Depending on the criminal offense, the courts may decide to give you probation instead of jail time.
Although a preferred outcome, this community-supervised release comes with strict conditions. If you fail to meet all of these terms and requirements, you may find yourself serving your time behind bars instead.
1. What do the courts consider a probation violation?
The parameters of your probation may vary based on the crime committed. Regardless, you must follow all of those rules from the beginning of the probationary period until the official end date. If your probation officer believes you have committed a violation, he or she may file an affidavit to the court listing all specific details of the suspected violation.
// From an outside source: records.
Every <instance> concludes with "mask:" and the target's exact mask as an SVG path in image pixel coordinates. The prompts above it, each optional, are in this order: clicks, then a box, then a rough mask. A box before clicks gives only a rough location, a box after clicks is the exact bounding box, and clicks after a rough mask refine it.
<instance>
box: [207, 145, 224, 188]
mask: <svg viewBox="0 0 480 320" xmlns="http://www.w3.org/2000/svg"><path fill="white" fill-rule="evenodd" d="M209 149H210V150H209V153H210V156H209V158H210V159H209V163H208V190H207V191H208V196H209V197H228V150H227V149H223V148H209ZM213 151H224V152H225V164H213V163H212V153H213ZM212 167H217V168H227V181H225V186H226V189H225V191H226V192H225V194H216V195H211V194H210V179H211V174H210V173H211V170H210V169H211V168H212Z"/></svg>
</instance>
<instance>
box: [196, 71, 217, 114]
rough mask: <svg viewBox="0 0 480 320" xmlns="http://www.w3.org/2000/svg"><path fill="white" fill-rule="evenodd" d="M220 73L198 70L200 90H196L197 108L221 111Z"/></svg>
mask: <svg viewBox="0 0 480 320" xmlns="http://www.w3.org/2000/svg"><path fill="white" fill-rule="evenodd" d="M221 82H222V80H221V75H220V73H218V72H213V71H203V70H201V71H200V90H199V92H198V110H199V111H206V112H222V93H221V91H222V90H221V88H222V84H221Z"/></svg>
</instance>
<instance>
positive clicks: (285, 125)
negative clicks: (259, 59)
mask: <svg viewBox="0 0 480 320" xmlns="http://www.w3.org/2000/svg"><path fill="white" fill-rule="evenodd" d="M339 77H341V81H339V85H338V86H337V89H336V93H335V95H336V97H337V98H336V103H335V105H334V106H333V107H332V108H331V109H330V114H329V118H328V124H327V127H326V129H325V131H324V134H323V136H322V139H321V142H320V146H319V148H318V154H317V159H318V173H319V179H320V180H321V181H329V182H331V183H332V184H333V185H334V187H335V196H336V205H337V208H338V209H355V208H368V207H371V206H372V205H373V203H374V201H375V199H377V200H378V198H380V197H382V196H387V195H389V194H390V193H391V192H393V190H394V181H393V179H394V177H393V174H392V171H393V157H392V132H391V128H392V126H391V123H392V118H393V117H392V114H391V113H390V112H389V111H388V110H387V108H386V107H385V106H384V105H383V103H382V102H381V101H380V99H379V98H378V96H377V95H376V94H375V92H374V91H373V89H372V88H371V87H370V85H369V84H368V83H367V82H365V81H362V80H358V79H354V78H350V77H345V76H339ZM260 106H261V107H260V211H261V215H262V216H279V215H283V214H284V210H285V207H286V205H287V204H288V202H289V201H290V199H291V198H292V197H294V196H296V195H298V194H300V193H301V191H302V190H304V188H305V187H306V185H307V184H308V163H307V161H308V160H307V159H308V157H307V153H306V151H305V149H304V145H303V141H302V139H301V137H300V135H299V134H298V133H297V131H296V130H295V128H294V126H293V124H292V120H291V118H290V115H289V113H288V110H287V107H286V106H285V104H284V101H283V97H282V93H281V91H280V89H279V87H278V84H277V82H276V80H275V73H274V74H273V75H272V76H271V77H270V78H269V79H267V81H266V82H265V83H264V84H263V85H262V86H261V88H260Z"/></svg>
The courts will then review this document and determine if a violation truly occurred.
2. What might a violation look like?
Violations may run the gamut from a seemingly simple technical violation to committing another crime. Some of the most common violations include:
- Moving out of the court-ordered area
- Failing to meet with a probation officer
- Missing a scheduled alcohol or drug screen
- Testing positive on a drug test
Depending on your situation, other probable causes of a violation include not completing a drug or alcohol program or failing to pay any restitution the court ordered.
3. What potential penalties come with a violation?
Once the court decides you committed a violation, a warrant gets issued for your arrest. After you are in custody, the judge has options regarding your situation. For small offenses, your probation may get reinstated or modified. If arrested for another crime or you commit more serious violations, such as having a firearm, probation may get revoked.
Although every situation plays out differently, getting legal help sooner than later may help you avoid severe violation consequences.